I care about the image of coaching profession and I want as many people as possible to be happy with their experience. I’ve heard stories about people paying money to coaches and essentially not achieving anything. And those stories really bother me.
People seeking coaching should know that results will depend greatly on how careful you are choosing your coach. The coach who is the best choice for some clients can be absolutely worthless for you. And, in this case, you’ll just have pleasant conversations.
I also hire coaches for myself from time to time. And also want to make my choice more conscious. Based on my experience, it is important to pay attention to the following:
You can call it a chemistry, rapport, connection, but essentially you need to understand whether you are going to trust this person.
You will need to share very personal information, talk about your motivation, values, dreams, and fears. Will you be comfortable sharing all that with this person? Are you going to let yourself be vulnerable in his presence? Do you feel that he is there for you?
Coaching is based on equal relationships. If you feel that the other person imposes his expert viewpoints on you or forces you, even ever so slightly, to a certain line of thinking, it is very unlikely that you will get good coaching.
Do you feel that you are going to be an equal partner in this relationship?
At the same time, a coach is not there to please you. The coach may also challenge you and say things that other people will not dare to say. If you will need to leave your comfort zone, will this person will be able to support you? Will you accept tough feedback from this coach?
3. Feedback and referrals
Who can recommend this coach? Is it possible to talk to his previous clients? Is there any feedback about working with him available?
Also, if that’s an option, ask your friends and colleagues whether they have ever worked with a coach? Were they happy with the results and can they recommend that coach? Personal recommendation from a trusted person is a great way to find a coach.
4. Is there a way to ‘try before buying’?
When you just meet the coach to discuss his services you won’t learn much about how this coach works and whether his style will serve you. Find out how you can check his work. Are there demo sessions where you can see his work? Is it possible to get a free session or a discount for a first session to check his approach?
Also find out what’s going to happen if you are not happy with the results? What are the conditions required for stopping that coaching engagement?
5. Check qualifications
Some people call themselves coaches without having any specific coaching training. These people can be experienced therapists, trainers, or subject-matter experts. So find out why they call themselves a coach?
Look for the following things:
– Education. Where and for how long did they study? Are those courses accredited by a professional organization (more about them below)? Be aware that coaching training cannot be too short because building coaching skills require time and deep personal work.
– Certifications by a professional organization. Are these people certified by any of the respected coaching bodies? Make sure they are certified and not just members — there might be a big difference between those two.

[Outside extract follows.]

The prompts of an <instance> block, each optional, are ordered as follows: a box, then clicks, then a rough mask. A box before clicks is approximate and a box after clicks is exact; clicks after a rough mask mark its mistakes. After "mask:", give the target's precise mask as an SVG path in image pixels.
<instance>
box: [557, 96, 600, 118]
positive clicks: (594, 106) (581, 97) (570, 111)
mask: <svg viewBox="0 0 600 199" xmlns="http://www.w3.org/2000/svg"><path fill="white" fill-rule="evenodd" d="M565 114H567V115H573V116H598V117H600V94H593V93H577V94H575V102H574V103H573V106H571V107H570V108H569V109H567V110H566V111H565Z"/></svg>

– Continuous development. What does a coach do to ensure the quality of his service? You cannot just pass your training, get your certification, and immediately become a great coach. Professional coaches need to learn a lot and self-reflect on their practice and their client cases. So they might work with mentors, supervisors, or have additional training.
With these criteria it will be much easier to make your choice. Also, always talk to different coaches before making a final decision. Ask questions, a lot of questions. Make a conscious decision. And get the extraordinary coaching experience you deserve.
A few words about professional organizations.
There are a lot of professional coaching organizations that strive to increase the quality of coaching and establish the standards for the profession. They conduct research, accredit coach training programs, certify coaches, develop ethical rules for their members and so on. They might be international organizations with thousands of members or operate on a national level. A lot of them have a complaint procedure to revisit the cases when a coach doesn’t work in an ethical way.
The biggest and most prominents ones are the International Coach Federation (ICF) and the European Mentoring and Coaching Council (EMCC). Also you can see coaches certified by Association for Coaching (AC), mostly in the UK, and the International Association for Coaching (IAC) — in the USA.
If your coach is somehow affiliated with these or other professional bodies find out more about this organization and what its membership or certificate means.